Chissà i genitori che felicità.
«Papà Samuele e mamma Luciana mi volevano avvocato per il mio bene: sarebbe stato un lavoro più sicuro. Ma poi sono diventati i miei primi fan. E ho anche il sospetto che mi abbiano trasmesso una vena artistica: papà ama dipingere, anche se poi nella vita ha fatto tutt’altro. Mia mamma scherzava sempre e mi ha insegnato il senso dell’umorismo... e sul pianoforte che mi hanno comprato ho cominciato a improvvisare i primi show casalinghi. Del resto il successo è arrivato abbastanza velocemente. Ho ancora a casa i due Telegatti vinti nel 1998 per “Buona Domenica” e nel 2000 per “Sarabanda”. Li tengo sul tavolino vicino alla tv: mi sembra il posto più appropriato».

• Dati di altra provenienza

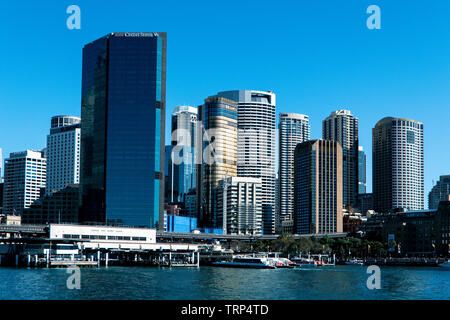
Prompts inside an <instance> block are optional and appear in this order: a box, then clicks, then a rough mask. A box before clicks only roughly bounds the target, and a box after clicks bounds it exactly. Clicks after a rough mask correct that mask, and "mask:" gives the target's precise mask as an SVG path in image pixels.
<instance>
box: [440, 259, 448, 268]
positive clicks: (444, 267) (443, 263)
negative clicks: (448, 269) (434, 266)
mask: <svg viewBox="0 0 450 320" xmlns="http://www.w3.org/2000/svg"><path fill="white" fill-rule="evenodd" d="M438 266H439V267H441V268H450V259H449V260H447V261H446V262H444V263H441V264H438Z"/></svg>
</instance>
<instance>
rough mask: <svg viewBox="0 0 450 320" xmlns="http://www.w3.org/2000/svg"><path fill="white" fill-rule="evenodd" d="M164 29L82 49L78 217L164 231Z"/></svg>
mask: <svg viewBox="0 0 450 320" xmlns="http://www.w3.org/2000/svg"><path fill="white" fill-rule="evenodd" d="M166 39H167V35H166V33H165V32H130V33H127V32H118V33H111V34H108V35H106V36H104V37H102V38H100V39H98V40H95V41H93V42H91V43H89V44H87V45H85V47H84V48H83V75H82V110H81V118H82V119H83V121H82V122H81V177H80V192H81V200H82V206H81V208H80V220H81V222H87V221H89V222H106V223H116V224H123V225H127V226H143V227H150V228H161V229H162V228H163V221H164V154H165V152H164V151H165V150H164V141H165V140H164V133H165V107H166V97H165V95H166V41H167V40H166Z"/></svg>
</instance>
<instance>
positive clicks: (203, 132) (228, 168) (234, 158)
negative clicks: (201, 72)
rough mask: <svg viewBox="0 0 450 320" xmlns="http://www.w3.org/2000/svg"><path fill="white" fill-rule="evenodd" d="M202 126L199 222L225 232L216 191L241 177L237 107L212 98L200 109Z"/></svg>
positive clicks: (198, 214)
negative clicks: (227, 182)
mask: <svg viewBox="0 0 450 320" xmlns="http://www.w3.org/2000/svg"><path fill="white" fill-rule="evenodd" d="M198 116H199V120H201V122H202V126H203V128H202V133H201V134H199V135H198V136H199V137H201V140H202V141H201V143H198V145H202V148H201V150H200V149H199V150H198V153H199V156H198V159H202V163H201V164H199V165H198V167H197V188H196V189H197V193H198V194H197V196H198V200H197V206H198V210H199V214H198V218H199V220H198V222H199V225H200V226H201V227H207V228H222V225H221V224H220V223H219V222H218V221H217V214H216V208H215V201H214V199H215V195H214V191H215V189H216V188H217V187H218V186H219V181H220V180H222V179H225V178H227V177H236V176H237V165H236V162H237V158H236V157H237V119H238V115H237V103H236V102H235V101H233V100H230V99H227V98H223V97H219V96H211V97H208V98H207V99H205V103H204V104H203V105H201V106H199V113H198Z"/></svg>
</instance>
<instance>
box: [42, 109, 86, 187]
mask: <svg viewBox="0 0 450 320" xmlns="http://www.w3.org/2000/svg"><path fill="white" fill-rule="evenodd" d="M80 122H81V119H80V118H78V117H73V116H55V117H53V118H52V120H51V127H50V134H49V135H48V136H47V184H46V188H45V193H46V195H51V194H52V193H54V192H57V191H60V190H62V189H64V188H65V187H67V186H68V185H70V184H78V183H80V142H81V129H80V127H81V126H80Z"/></svg>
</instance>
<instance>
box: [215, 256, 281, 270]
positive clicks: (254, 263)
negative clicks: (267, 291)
mask: <svg viewBox="0 0 450 320" xmlns="http://www.w3.org/2000/svg"><path fill="white" fill-rule="evenodd" d="M212 265H213V266H217V267H226V268H254V269H275V268H276V266H275V261H274V260H273V259H271V258H266V257H246V256H236V257H234V258H233V259H232V260H231V261H218V262H213V263H212Z"/></svg>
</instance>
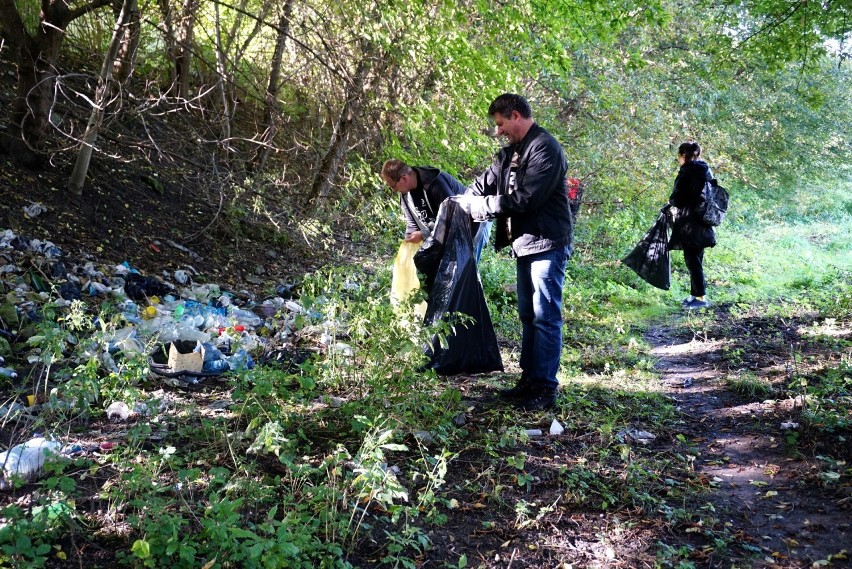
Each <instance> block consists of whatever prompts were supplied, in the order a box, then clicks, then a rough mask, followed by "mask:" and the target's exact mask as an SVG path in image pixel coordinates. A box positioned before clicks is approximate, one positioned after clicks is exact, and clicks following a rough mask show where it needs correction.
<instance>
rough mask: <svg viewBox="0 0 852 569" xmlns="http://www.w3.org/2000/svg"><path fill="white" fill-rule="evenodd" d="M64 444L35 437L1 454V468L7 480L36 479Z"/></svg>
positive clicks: (3, 474) (0, 463) (4, 475)
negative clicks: (38, 472)
mask: <svg viewBox="0 0 852 569" xmlns="http://www.w3.org/2000/svg"><path fill="white" fill-rule="evenodd" d="M61 448H62V444H61V443H58V442H56V441H50V440H47V439H45V438H44V437H35V438H32V439H30V440H28V441H27V442H25V443H21V444H19V445H15V446H13V447H12V448H10V449H9V450H7V451H6V452H3V453H0V467H2V469H3V475H4V477H5V478H9V477H12V476H21V477H23V478H24V479H26V480H31V479H33V478H35V476H36V475H37V474H38V472H39V471H40V470H41V468H42V466H44V462H45V460H47V457H48V456H50V455H54V454H58V453H59V451H60V449H61Z"/></svg>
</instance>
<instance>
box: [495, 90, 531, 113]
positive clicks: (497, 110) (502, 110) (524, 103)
mask: <svg viewBox="0 0 852 569" xmlns="http://www.w3.org/2000/svg"><path fill="white" fill-rule="evenodd" d="M512 111H518V113H519V114H520V115H521V116H522V117H524V118H525V119H528V118H532V109H531V108H530V104H529V103H528V102H527V100H526V99H524V98H523V97H521V96H520V95H515V94H514V93H503V94H502V95H500V96H499V97H497V98H496V99H494V101H493V102H492V103H491V106H490V107H488V116H489V117H493V116H494V115H496V114H499V115H500V116H503V117H505V118H509V117H511V116H512Z"/></svg>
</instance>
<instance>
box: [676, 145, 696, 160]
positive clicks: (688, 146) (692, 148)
mask: <svg viewBox="0 0 852 569" xmlns="http://www.w3.org/2000/svg"><path fill="white" fill-rule="evenodd" d="M677 153H678V155H679V156H683V157H684V158H686V161H687V162H692V161H693V160H696V159H697V158H698V157H699V156H701V146H700V145H699V144H698V143H697V142H695V141H689V142H684V143H683V144H681V145H680V147H679V148H678V149H677Z"/></svg>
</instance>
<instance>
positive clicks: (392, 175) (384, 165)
mask: <svg viewBox="0 0 852 569" xmlns="http://www.w3.org/2000/svg"><path fill="white" fill-rule="evenodd" d="M411 172H412V169H411V166H409V165H408V164H406V163H405V162H403V161H402V160H397V159H396V158H391V159H390V160H386V161H385V163H384V164H383V165H382V174H381V175H382V176H384V177H386V178H389V179H390V180H392V181H393V182H396V181H397V180H399V179H400V177H402V176H405V175H406V174H410V173H411Z"/></svg>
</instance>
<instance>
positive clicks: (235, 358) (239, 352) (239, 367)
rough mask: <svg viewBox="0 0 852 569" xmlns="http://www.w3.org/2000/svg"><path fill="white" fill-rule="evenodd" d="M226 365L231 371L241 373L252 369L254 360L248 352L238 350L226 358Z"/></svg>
mask: <svg viewBox="0 0 852 569" xmlns="http://www.w3.org/2000/svg"><path fill="white" fill-rule="evenodd" d="M228 365H229V366H230V369H231V370H232V371H242V370H245V369H252V368H253V367H254V360H253V359H252V357H251V355H250V354H249V353H248V352H246V351H245V350H243V349H239V350H237V351H236V352H234V355H232V356H231V357H229V358H228Z"/></svg>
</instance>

In questi anni è diventato anche molto “social”. A proposito, sul suo Instagram vediamo tante foto con un cane: lei ama gli animali?
«Sì. Il rapporto che ho con il mio cane Tanker è molto stretto, tutti noi lo consideriamo parte della famiglia, alcune volte è quello più intelligente. È il primo che mi fa le feste quando rientro in casa, se mi butto sul divano devo lasciargli un posto accanto a me e se non lo accarezzo è lui che con la zampetta prende l’iniziativa e mi fa le coccole. Un cane regala il suo affetto incondizionato senza pretendere nulla in cambio. Una lezione che dovrebbe farci riflettere».
Per concludere, che effetto le fa essere di nuovo a Canale 5? A settembre, dopo 13 anni di assenza, è tornato a guidare la prima serata dell’ammiraglia Mediaset con “Scherzi a parte”. E ora ecco “Big Show”.
«Non è un caso: c’è un filo rosso che collega i due spettacoli, ed è il gusto per la sorpresa, il brivido della reazione imprevedibile colta sul momento. Io considero Mediaset la mia seconda famiglia, oltre che una macchina di grande potenza. Ma torno molto cambiato».
Perché?
«Mi sento più maturo. Sono successe cose che mi hanno insegnato tanto. Veder crescere i miei figli Rebecca e Iacopo, per esempio; loro vengono prima di tutto, e sentire la responsabilità verso persone che dipendono da te capovolge tutte le priorità. Oggi non me la prendo più come prima per certe rivalità o meschinità. Ma soprattutto ho perso mia mamma dopo una lunga malattia. Lei mi ha insegnato cos’è la generosità umana. Si preoccupava per me, faceva battute anche quando stava male... era lei che cercava di tenermi allegro e consolarmi, anziché il contrario. Poi sono arrivate quelle frasi fatte tipo: “Vabbè, però è vissuta a lungo”. Ho ripensato a quando capitava anche a me di dire cose del genere... Ma a lungo che? La mamma non ha un’età. È la mamma, punto. E perderla è un trauma. D’ora in poi lascerò sempre una sedia vuota in platea per lei. Come se potesse vedermi».